12 September 2005

if you go to robbiewilliams.com, point your mouse at "reveal your future," then point it at the icon that looks like some sort of odd tool ("inspired")--this is beginning to sound like a video game walk-through. but, yes, do this and you can hear robbie's new single, "tripping." really, it's worth sitting through the flash foofaraw b/c it may, it may be his best single ever.

robbie, history will show, reached his peak of crapulence w/ the swing when you're winning album, on which he duetted w/ nicole kidman, whom he was allegedly shagging, and covered nancy sinatra, whom he wasn't, though he was certain doing something untoward w/ her father's ghost. escapology followed. i thought guy chambers was gone at this point, but a quick check of allmusic shows that this isn't so: it merely sounds that way. the good songs, relative terms, on that album are ponderous ballads about the big things, as slow as they were serious. basically, it sounded like a gary barlow album.

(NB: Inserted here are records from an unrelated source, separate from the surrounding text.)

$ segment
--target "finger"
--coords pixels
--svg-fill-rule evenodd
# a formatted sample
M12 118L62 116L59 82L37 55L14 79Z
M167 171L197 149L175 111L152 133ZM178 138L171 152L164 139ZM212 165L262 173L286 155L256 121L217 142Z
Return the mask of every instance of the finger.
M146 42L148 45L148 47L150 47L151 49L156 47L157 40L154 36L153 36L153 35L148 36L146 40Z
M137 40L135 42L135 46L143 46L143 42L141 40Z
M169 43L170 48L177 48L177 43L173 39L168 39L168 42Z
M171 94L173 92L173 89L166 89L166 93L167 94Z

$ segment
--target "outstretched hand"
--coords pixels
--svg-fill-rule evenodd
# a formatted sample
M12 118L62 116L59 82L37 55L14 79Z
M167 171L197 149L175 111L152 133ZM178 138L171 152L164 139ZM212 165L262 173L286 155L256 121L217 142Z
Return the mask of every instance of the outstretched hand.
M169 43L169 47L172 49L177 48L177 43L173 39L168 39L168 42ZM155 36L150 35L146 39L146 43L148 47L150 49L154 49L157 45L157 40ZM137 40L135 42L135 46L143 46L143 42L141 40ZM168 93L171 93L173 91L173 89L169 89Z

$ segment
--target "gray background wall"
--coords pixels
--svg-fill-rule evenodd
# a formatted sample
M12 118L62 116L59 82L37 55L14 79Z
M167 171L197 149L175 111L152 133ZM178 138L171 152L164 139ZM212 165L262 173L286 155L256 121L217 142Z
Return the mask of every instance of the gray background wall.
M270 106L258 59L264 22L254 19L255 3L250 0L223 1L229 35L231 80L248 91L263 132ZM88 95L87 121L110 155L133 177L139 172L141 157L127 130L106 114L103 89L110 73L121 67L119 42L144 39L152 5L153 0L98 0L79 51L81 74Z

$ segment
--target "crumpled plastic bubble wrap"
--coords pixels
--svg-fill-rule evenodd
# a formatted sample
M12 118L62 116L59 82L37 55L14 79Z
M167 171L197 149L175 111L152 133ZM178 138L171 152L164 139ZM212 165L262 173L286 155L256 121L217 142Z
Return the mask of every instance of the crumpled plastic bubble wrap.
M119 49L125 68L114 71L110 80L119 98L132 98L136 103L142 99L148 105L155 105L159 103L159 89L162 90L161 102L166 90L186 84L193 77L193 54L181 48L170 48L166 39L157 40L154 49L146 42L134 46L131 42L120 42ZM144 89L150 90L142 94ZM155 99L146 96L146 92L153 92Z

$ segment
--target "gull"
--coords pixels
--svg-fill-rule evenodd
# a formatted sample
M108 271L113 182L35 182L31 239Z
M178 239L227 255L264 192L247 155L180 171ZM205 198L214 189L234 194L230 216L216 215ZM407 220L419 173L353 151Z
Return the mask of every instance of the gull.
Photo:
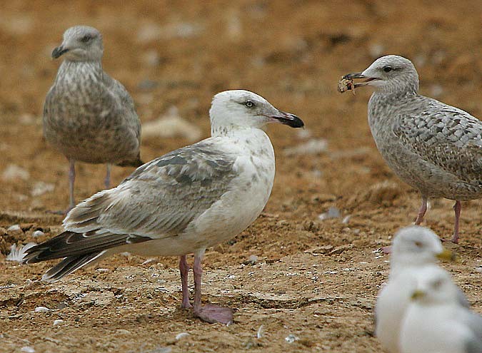
M409 60L383 56L348 88L375 88L368 103L368 124L376 147L403 181L418 189L421 223L428 198L456 201L452 241L458 242L461 201L482 198L482 121L458 108L419 95L418 74Z
M189 308L186 255L194 253L194 314L232 322L231 309L201 305L204 252L246 229L268 202L275 163L266 125L304 124L243 90L216 94L209 113L211 137L156 158L82 201L64 220L65 231L28 249L24 262L64 258L42 277L55 282L118 252L179 256L182 307Z
M453 260L438 237L431 230L412 225L398 230L391 247L388 281L378 294L375 307L375 334L390 353L400 353L402 319L418 272L437 267L438 260ZM460 302L467 305L463 293Z
M64 34L52 58L64 58L44 105L44 135L69 160L70 205L75 206L75 162L139 167L141 122L134 101L119 81L102 69L102 36L76 26Z
M420 273L402 323L402 353L482 353L482 317L460 305L459 291L440 268Z

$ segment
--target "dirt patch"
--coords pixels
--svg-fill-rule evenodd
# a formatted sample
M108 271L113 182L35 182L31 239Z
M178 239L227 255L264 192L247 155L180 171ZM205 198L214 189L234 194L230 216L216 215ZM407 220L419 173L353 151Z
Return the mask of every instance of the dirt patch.
M419 196L376 149L366 121L370 93L340 95L336 83L378 56L397 53L416 63L423 94L482 116L482 37L473 11L479 6L475 0L2 5L0 177L11 165L16 176L1 179L0 352L379 352L372 309L388 257L377 250L413 222ZM207 252L204 300L236 308L235 324L206 324L180 308L175 258L118 255L54 285L39 282L51 264L4 261L11 243L43 241L61 230L61 217L47 211L68 203L68 165L42 138L41 117L59 66L49 53L66 28L81 24L103 33L104 69L131 93L143 123L174 106L207 136L212 96L239 88L305 121L301 132L270 128L277 173L265 213ZM296 154L293 148L311 139L326 144ZM146 139L143 159L190 142ZM78 200L101 188L104 171L79 165ZM131 171L114 168L114 182ZM444 237L452 230L451 203L433 200L427 214L426 224ZM330 208L340 217L320 220ZM479 312L481 209L480 200L463 203L461 261L448 266Z

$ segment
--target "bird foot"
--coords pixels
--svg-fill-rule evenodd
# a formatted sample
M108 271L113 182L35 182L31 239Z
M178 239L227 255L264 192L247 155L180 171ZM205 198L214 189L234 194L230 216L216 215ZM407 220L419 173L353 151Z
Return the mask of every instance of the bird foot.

fear not, though. he's returned to the sound that suits him best: uptempo dance numbers, part cheeky, part serious. on "tripping," he's gone a bit broadway: a little west side story, a little "nights on ... " the disparate elements that make up the song threaten to turn into a powderkeg: caribbean drums; keybs from a d.f.a. production; squelchy bass; "beat it" melodrama; skanking; barry gibb falsetto; paul buckmaster strings; a leiber-stoller lilt; cockney rhyming slang; hip-hop slang; an ian dury-inspired rap; bachrachian horns. good things all, from where i stand but it could verily easy come apart. which is why the best news of all is that robbie's found a new songwriting partner in stephen "tin tin (duran duran, lilac time, &c.)" duffy. dollars-to-doughnuts it's duffy who pulls all of this together and turns this gallimaufry into a genuine triumph, a song that soars like robbie's vocal on the chorus. it could only have been more of a conceptual coup if they'd brought in the village people (or neil tennant, for that matter) for backing vocals, "tripping" being a song, so far as i can tell, about a gangster looking for a better life, like a dream sequence in which ronnie kray singing "go west." if robbie was suffering from separation anxiety on escapology, he's clearly gotten out of his system. "tripping" is his best work in years.